The sun, of course. Always the damned sun. He noted the implication that she had a number of planes. Extraordinary.
She seemed to brace herself, like somebody bracing for a crash or waiting for an explosion. But when she spoke, her tone was casual, almost offhand. “You do know that Dr. Ullman was the unfortunate victim of a fire.”
Something had opened the position, that had been clear enough. He had not asked, and nobody had explained. “I’m sorry.”
“He was living in the town. Unfortunately, the fire service in Raleigh County has deteriorated. They were too slow.”
It seemed odd to leave information like this to a moment when he was already on his way to the facility, as if the knowledge might have changed his mind. “It was an accident?”
“We assume.”
“Is there anything else I should know? I mean, why are you telling me now?”
“You understand that your quarters will be on the estate?”

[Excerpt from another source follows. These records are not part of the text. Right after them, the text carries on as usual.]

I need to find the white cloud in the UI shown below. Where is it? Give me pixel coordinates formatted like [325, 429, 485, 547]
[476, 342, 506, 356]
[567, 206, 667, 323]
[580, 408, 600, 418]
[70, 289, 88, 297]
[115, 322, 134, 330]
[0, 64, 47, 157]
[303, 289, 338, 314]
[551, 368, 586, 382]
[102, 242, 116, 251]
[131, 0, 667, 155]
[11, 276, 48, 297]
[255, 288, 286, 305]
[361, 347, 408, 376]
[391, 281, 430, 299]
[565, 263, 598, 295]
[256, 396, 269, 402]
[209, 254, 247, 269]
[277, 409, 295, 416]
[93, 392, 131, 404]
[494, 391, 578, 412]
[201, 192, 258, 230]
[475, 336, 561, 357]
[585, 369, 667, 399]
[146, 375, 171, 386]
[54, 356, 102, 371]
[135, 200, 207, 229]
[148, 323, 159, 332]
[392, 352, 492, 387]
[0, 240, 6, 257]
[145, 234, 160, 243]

“I’ve been told that I have Herbert Acton’s personal suite.”
“Which is one of the most extraordinary interior spaces in this country. In the world, for that matter.”

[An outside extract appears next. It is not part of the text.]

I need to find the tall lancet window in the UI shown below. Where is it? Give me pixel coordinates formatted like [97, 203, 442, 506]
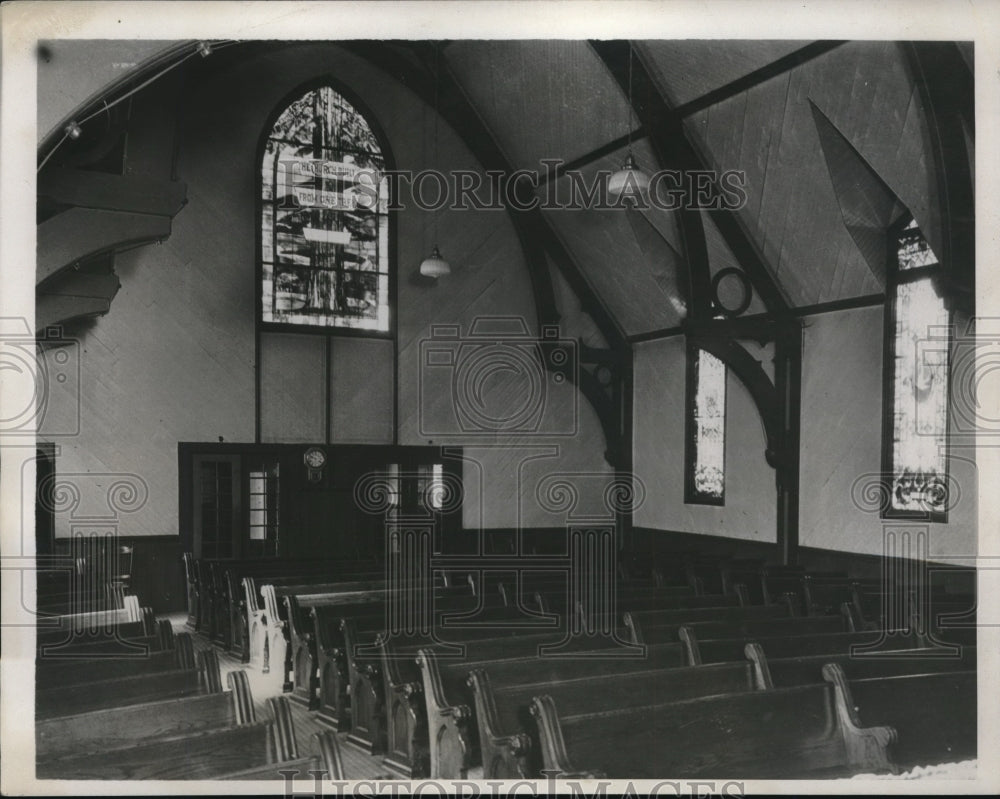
[685, 344, 727, 505]
[260, 83, 392, 333]
[882, 217, 951, 519]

“That I was told. I’m fascinated. I tried to find pictures online, but—”
“No pictures. We’re not the Donald Trump sort.” She smiled a little. “Mr. Acton met girls in the bedroom you will use. Of course, you’re a bachelor.” Now her face became as hard as flint. “He wasn’t.”
Could she have once met Herbert Acton there? He’d died in 1958. She’d probably been a girl then, a teenager.
She burst out laughing. “It’s just brilliant, you’re going to love it, young man.”
She reached for her drink—they had both been given highballs by the waiter—and as she lifted it to her lips, a blue glow appeared around her arm. She looked at the glow for a moment, then tossed the drink away with a little cry and an electric crackle. David noticed the same glow along his arms, and felt a tingling sensation. He thought, This thing is about to blow up, and his heart started racing. The waiter rushed to pick up the glass, blue fire shimmering along his arms and back.